Diantaranya disebutkan kisah
tetntang Abu Sanabil, yang berfatwa tentang Fatimah binti Qais. Kata Abu
Sanabil, “Bagaimana, apakah kamu sudah mau berhias?” Sementara Fatimah binti
Qais hamil dan ditinggal mati suaminya. Tentang iddahnya apakah iddah hamil
atau iddah mati suaminya (4 bulan 10 hari). Abu Sanabil memfatwakan bahwa
iddahnya 4 bulan 10 hari, iddah yang paling panjang. Ternyata Fatimah
melahirkan bayinya sebulan-dua bulan setelah ditinggal mati, ketika dia
berhias, dia dimarahi oleh Abu Sanabil.
Dan ada beberapa kasus lainnya
bahwa para sahabat keliru dalam berfatwa, menambil tindakan. Termasuk riwayat
bagaimana ‘Ali bin Abi Thalib membakar orang yang murtad, mengakui ‘Ali sebagai
Tuhannya yang di Kuffah itu. Ketika berita itu sampai kepada Ibnu ‘Abbas,
beliau berkomentar bahwa seandainya beliau tahu tentu tidak akan membiarkan hal
itu, karena tidak boleh mengazab dengan api kecuali Allah (Barang siapa yang
mengganti agamanya maka hukumannya hukum bunuh, penggal, bukan hukum bakar).

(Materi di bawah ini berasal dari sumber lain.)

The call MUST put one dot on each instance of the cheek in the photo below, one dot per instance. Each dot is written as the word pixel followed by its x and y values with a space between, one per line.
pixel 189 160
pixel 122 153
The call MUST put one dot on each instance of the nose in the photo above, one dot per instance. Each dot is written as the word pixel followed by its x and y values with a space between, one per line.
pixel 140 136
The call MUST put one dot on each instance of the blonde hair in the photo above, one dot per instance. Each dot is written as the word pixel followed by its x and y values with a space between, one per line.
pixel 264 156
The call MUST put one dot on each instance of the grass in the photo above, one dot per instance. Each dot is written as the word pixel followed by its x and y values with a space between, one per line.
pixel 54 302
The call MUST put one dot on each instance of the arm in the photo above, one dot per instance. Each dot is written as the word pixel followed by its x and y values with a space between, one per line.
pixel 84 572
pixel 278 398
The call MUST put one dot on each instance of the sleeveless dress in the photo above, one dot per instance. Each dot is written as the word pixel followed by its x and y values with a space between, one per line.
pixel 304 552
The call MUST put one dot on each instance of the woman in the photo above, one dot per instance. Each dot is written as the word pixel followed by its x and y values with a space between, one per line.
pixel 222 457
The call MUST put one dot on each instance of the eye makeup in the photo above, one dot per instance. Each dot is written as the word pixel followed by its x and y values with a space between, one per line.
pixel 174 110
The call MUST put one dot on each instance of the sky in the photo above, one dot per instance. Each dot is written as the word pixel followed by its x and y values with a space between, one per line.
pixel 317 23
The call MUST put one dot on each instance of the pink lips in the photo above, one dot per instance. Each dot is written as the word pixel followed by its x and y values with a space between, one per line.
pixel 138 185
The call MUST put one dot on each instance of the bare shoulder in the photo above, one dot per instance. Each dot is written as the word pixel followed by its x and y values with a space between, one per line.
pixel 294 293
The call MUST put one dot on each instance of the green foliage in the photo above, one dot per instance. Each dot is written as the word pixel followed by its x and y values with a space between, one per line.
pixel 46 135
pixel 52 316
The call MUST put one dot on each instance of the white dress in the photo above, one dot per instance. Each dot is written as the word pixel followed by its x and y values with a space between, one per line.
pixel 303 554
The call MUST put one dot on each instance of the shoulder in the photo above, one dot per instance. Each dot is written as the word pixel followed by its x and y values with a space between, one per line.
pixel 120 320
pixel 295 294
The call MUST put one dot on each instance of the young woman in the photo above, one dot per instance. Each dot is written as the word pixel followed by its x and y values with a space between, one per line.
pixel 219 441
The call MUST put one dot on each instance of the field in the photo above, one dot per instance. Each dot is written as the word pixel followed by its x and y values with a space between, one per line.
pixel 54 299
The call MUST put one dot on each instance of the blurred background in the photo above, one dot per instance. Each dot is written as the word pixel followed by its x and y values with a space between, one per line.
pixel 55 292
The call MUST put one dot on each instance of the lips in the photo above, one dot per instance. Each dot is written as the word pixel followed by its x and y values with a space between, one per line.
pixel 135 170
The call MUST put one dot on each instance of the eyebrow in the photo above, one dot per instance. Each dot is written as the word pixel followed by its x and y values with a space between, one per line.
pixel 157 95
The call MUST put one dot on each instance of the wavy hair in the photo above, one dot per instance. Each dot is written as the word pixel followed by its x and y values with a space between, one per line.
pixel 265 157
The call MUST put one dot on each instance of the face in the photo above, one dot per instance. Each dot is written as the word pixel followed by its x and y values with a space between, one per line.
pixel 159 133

Itu ‘Ali Radhiallahu’anhu, keliru.
Dan Sahabat ‘Umar pun pernah
keliru dalam beberapa hal. Jadi kalau setiap orang keliru, sudah beramal
sungguh-sungguh, keliru dan dia yakin apa yang dia yakini bahwa apa yang dia
pegangi itu benar, kemudian terkena ayat ini yang tidak ada udzur jahil sama
sekali, termasuk umat Islam berbuat syirik karena faktor kekeliruan takwil,
maka konsekuensinya semua Sahabat kafir, semua umat Islam kafir dan dirinya
sendiri juga dikafirkan. Karena pasti dia pernah keliru juga.
“Dan lainnya lagi alasannya bahwa
ayat di atas tidak mungkin bisa dimaknai seperti yang dipegangi oleh orang yang
menyelisihi kami tadi kecuali jika dia menyatakan bahwa dalam ayat tadi ada
‘harfun’. “
Inilah pentingnya bahasa arab,
agar tidak terkena kesesatan. Memahami ayat dengan modal bahasa Arab, selain
untuk membaca kitab-kitab tafsir para ulama. Orang-orang yang mengambil
kesimpulan bahwa ayat ini umum semua kena, tidak ada udzur bil jahl sama
sekali, mereka mesti mengartikan “bil akhsarinaa maala alladzina dhallaa..” itu
kata mereka dalam ayat itu ada harfun, ada mubtada’ yang dibuang.
“Karena mereka menyatakan bahwa
dalam ayat itu “alladzina” posisinya sebagai khobar bagi mubtada’ yang mutmar,
mubtada’ ya ma’dhub, yang ditakdirkan oleh mereka ‘hum’”
Kenapa diartikan seperti itu?
Karena biar nanti tidak kena ayat 105-106 yang sebenarnya khabarnya ada di
sana. Sebenarnya jumlah mubtada’ khabar yang lengkap ada di ayat 105-106.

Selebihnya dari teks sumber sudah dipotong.